The interview covers the full story — why Provence, why Reillanne, what the restoration involved, and what daily life looks like when you trade a Dutch city for a medieval hilltop village in the south of France. It’s a practical conversation as much as an inspirational one. Rixt is specific about what works, what’s difficult, and what she’d do differently.

The short answer to whether it was worth it is visible in everything she’s built.

Interview

Vacances en Luberon B&B + Gites – INTERVIEW: Rixt Ferkranus

Reillanne, Provence, France

The region around Reillanne is one of the most varied in southern France. The Luberon park covers 185,000 hectares of forest, garrigue, and agricultural land. The villages within it — Gordes, Roussillon, Ménerbes, Bonnieux — are among the most visited in France for good reason. Each one is distinct, each one has its own market, its own light, its own particular version of Provençal life.

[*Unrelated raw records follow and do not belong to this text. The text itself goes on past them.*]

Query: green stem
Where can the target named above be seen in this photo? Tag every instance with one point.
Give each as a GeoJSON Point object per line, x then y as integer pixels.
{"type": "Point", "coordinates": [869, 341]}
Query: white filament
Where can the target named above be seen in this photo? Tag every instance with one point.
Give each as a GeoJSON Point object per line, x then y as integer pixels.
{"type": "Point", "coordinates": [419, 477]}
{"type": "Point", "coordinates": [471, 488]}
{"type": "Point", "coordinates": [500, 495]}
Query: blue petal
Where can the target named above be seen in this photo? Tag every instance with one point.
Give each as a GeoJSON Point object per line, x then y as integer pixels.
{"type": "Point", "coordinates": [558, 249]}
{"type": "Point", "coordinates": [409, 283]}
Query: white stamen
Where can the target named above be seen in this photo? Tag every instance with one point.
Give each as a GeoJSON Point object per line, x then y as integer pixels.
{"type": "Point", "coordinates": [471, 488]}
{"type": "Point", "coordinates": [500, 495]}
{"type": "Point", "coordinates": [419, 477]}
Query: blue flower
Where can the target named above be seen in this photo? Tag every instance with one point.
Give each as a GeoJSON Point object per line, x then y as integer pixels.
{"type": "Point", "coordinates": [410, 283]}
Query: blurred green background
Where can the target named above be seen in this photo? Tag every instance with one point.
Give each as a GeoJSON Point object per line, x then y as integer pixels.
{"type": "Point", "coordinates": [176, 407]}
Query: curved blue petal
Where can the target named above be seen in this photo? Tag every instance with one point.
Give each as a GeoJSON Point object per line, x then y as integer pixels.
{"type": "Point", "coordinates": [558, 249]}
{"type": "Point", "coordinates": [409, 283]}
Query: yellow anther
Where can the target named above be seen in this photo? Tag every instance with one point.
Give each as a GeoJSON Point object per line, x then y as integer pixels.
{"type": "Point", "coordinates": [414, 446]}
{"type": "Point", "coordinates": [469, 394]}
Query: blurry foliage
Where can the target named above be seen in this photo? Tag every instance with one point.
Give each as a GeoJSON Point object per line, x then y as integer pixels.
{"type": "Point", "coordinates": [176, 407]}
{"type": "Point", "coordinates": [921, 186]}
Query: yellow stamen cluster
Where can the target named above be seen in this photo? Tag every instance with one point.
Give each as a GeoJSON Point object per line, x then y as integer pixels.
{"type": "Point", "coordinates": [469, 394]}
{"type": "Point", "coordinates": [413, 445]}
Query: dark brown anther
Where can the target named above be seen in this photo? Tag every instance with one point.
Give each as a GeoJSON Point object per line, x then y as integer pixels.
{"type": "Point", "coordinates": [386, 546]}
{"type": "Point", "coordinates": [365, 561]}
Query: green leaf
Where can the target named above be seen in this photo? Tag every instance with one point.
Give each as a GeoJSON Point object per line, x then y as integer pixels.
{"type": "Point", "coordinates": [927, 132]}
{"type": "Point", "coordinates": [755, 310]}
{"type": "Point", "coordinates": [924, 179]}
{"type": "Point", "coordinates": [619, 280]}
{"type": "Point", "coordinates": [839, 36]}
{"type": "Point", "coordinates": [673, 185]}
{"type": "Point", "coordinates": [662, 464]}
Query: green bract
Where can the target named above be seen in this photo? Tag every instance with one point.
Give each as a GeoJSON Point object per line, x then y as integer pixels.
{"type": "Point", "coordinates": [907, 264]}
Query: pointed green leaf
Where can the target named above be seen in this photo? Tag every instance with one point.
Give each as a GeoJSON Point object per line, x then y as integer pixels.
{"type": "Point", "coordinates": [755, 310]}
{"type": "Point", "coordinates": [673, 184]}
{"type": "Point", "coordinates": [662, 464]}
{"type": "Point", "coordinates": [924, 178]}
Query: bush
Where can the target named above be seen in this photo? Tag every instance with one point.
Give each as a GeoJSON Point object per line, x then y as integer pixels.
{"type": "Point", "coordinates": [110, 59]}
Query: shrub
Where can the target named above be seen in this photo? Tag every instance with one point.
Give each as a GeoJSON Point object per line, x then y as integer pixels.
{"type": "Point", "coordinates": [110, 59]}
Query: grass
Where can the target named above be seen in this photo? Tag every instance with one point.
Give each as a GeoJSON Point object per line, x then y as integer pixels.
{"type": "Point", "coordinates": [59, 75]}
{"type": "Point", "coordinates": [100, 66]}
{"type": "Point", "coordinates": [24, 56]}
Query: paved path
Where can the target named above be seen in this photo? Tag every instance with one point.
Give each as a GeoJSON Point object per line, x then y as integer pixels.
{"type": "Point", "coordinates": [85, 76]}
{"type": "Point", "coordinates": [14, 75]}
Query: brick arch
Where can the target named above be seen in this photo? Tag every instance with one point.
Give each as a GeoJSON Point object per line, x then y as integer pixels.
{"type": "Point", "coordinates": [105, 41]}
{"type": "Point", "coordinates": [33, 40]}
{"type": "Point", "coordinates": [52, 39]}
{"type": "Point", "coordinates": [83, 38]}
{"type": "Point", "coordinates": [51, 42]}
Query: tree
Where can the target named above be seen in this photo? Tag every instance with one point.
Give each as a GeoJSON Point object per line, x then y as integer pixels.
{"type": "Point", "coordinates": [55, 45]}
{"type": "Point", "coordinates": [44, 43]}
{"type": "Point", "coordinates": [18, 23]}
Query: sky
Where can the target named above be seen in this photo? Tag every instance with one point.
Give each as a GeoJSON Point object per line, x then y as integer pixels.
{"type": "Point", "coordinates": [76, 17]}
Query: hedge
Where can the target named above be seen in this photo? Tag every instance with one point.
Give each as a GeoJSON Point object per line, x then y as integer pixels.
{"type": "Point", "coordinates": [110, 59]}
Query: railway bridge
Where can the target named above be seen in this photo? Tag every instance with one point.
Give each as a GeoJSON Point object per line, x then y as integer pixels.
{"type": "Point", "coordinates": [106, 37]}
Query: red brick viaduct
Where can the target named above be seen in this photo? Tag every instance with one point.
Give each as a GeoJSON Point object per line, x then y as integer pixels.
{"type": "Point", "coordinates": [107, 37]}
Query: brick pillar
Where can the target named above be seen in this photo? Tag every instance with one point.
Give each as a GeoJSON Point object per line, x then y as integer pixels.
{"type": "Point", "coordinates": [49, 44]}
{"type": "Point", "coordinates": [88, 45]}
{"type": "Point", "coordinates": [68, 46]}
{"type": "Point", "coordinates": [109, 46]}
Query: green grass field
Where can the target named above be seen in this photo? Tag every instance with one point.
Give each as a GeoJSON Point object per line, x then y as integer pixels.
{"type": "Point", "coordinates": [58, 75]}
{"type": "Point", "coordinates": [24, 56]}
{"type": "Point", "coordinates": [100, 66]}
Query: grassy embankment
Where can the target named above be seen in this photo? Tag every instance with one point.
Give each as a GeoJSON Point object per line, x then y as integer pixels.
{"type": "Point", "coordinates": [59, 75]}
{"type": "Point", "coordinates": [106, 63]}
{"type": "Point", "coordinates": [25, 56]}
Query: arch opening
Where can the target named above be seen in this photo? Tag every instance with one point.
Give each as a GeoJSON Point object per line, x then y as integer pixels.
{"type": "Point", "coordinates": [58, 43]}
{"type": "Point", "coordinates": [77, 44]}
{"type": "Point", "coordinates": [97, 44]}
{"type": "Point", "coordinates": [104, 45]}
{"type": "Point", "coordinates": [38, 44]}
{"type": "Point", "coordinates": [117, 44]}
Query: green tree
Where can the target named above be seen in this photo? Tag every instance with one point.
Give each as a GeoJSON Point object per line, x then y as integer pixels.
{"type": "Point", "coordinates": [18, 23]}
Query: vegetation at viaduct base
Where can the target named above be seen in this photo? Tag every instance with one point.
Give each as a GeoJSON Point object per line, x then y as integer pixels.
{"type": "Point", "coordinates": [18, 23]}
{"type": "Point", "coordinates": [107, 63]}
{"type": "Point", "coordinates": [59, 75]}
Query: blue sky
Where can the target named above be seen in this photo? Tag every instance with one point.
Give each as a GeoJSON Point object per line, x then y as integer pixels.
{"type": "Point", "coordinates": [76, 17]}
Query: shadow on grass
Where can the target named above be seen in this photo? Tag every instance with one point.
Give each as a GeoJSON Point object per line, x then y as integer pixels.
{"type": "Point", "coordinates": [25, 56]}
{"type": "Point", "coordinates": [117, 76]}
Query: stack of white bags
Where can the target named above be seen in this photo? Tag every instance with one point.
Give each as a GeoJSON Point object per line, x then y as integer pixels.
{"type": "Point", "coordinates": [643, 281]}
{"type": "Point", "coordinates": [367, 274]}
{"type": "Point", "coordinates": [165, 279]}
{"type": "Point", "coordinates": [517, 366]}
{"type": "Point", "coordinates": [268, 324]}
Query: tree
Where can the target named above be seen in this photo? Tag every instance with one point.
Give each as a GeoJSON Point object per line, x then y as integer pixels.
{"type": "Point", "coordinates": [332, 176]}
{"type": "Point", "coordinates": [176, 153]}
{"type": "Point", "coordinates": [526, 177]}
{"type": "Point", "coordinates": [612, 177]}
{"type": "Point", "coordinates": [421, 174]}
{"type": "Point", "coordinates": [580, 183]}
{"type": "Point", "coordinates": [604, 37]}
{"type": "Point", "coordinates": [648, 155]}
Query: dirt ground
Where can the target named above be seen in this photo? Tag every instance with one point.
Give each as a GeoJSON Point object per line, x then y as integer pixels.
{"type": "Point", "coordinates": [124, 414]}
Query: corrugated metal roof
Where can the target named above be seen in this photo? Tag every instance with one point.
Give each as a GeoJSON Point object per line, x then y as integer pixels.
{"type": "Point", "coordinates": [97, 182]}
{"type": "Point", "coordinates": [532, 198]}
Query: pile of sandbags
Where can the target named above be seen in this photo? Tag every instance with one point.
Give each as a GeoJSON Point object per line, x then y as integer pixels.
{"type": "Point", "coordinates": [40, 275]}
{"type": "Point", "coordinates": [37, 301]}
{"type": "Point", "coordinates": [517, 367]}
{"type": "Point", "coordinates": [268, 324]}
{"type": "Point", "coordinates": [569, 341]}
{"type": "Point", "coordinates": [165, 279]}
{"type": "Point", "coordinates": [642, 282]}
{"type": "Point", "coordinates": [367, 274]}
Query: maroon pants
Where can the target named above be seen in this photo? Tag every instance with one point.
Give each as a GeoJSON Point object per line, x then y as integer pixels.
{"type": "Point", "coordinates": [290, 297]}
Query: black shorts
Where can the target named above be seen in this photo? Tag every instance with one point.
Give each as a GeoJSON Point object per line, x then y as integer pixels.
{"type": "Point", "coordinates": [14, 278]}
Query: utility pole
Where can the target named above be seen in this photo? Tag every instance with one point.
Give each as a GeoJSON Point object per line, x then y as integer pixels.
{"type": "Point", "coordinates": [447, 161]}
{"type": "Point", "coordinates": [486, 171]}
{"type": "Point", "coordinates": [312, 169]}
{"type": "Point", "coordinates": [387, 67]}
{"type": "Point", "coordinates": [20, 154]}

The food is the other argument. Olive oil from local mills. Tomatoes that taste like tomatoes. Tapenade made from olives grown in sight of where you’re eating. Lamb from the Luberon plateau. Cheese from the farms you can see from the road. The Mediterranean diet is not an abstraction here — it’s just what’s available and what people eat.

Come in May or September if you can. The light is good, the crowds are manageable, and the lavender is either about to bloom or just finished. Either way, the Luberon in those months is as close to perfect as a landscape gets.